Maria smiled. “That’s certainly romantic,” she said. “But it’s not the most romantic one I’ve heard.”
“What could be more romantic than proposing with three large buildings?” Cerron asked, in fake-disbelief.
“Shush, you,” Maria said, and grinned. “You’ve clearly not heard the story of how dad met mom.”
“Oh, this is interesting.”
“Ley,” Maria assured him, slipping into Täk without thinking about it. “Dad was a poor teenager, trying to make enough money to keep the family alive. He was visiting the Marketplace, selling bowls that that my Aunt had made herself, when a girl crashed into him and broke all the clay that Aunt had spent weeks on making.”
Cerron burst out laughing. “Really?” he gasped. “You have a cruel sense of what is romantic!”
“Hush, I’m not done yet,” Maria grinned. “It was mom, obviously. She was running away from her advisors – why, dad never told me -, and instead of just ignoring the peasant in front of her, she started picking up all the pieces of broken bowls and stuffing them into dad’s bag. She then grabbed his hand and ran with him! Dad, utterly baffled, couldn’t do anything but try to keep up.”
“Mom ran into the forest, and the two of them spent the entire day there, walking hand in hand and talking together. When the sun was setting, mom told dad that she wanted to meet him again, before kissing him and running away,” Maria finished the tale with a wide grin. “See? Much more romantic than a building made of glass.”
Cerron made a show of pretending to consider it. “Hmm,” he muttered, tapping his chin and squinting at the roof. “Perhaps.”
Maria shook her head and laughed. “Surely you must see that,” she complained. “It’s just a lot of glass! What’s that compared to walking through the forest and completely ruining your clothes by dragging them through the mud?”
“You have a point,” Cerron admitted. “Now that you mention mud,” he added, and opened the cabinet to retrieve two sets of gardening equipment. “I am ready to learn.”
“Good,” Maria said, and her following smile was terribly sheepish. “I am not ready to teach.”

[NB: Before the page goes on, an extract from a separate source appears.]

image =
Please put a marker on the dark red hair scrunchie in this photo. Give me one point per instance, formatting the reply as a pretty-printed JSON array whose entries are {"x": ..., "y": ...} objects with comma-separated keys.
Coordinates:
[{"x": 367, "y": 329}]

Some forty minutes later, and Cerron, the mighty Demon King, was on his knees and elbow-deep in dirt. “Apologies, my Lady,” he said, and sat up to sigh heavily. “But gardening is not something I understand.”
Maria huffed, and sat up, too. “Nonsense,” she said. “Gardening is one of the simplest arts you can learn!”

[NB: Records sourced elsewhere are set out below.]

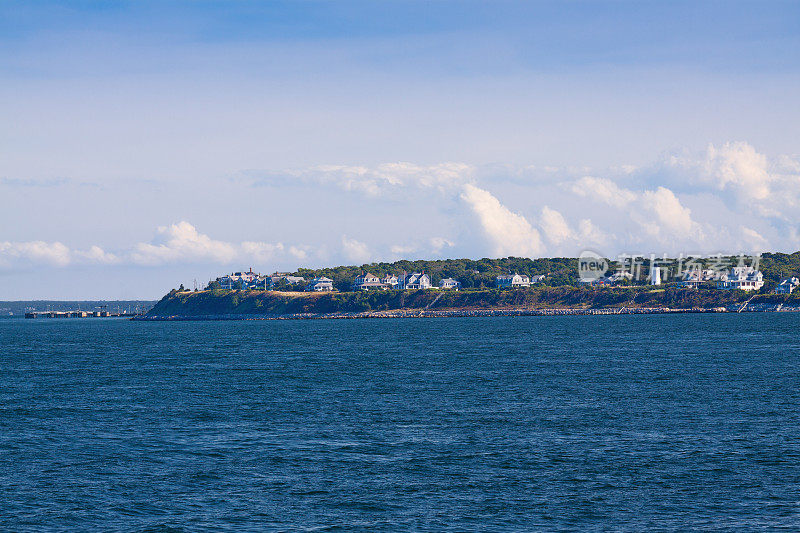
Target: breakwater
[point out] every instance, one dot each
(439, 313)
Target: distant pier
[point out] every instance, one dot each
(76, 314)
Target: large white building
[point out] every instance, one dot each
(321, 284)
(415, 281)
(239, 280)
(450, 284)
(367, 281)
(787, 285)
(742, 278)
(513, 280)
(692, 278)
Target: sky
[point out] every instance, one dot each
(148, 144)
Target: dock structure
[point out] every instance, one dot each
(77, 314)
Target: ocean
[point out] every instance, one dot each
(574, 423)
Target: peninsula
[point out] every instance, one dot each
(489, 287)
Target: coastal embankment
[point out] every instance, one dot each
(539, 301)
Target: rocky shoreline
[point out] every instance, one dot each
(427, 313)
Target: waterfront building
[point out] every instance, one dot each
(367, 282)
(321, 284)
(450, 284)
(743, 278)
(239, 280)
(513, 281)
(694, 277)
(787, 285)
(415, 281)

Cerron shot her a dirty look, as she just quoted what he’d told her the first time she’d said that Täk wasn’t an easy language to understand. “That might be,” he said, and pushed some of his hair away from his eyes. It left a stripe of dirt on his forehead, and it took all of Maria’s willpower not to laugh. “But it is still not something I understand.”
“It’s only been half an hour, Cerron,” Maria pointed out, once again quoting what he’d told her during her lessons. “No one understands anything within the first half hour.”
“Oh, thank you,” Cerron muttered. “That is very reassuring.” Nonetheless, he leaned forward again and continued his desperate attempts at saving the rosebush he was trying to plant.
“Of course it is,” Maria huffed. She smiled, and leaned over to correct his grip on the small shovel. It felt great to finally be able to hold something over his head – hopefully, he wasn’t too fast of a learner.
Three times a week, Cerron would take Maria on a walk through the Royal Gardens. Twice a week, Cerron would teach Maria Täk – which she was quickly getting the hang of – and once a week, Maria would teach Cerron gardening – which he seemed to enjoy, but not really understand.
And things were… pretty good.
Maria could cope with living like this until a knight would be able to rescue her, no problem. She was just afraid that she might be enjoying herself a bit too much.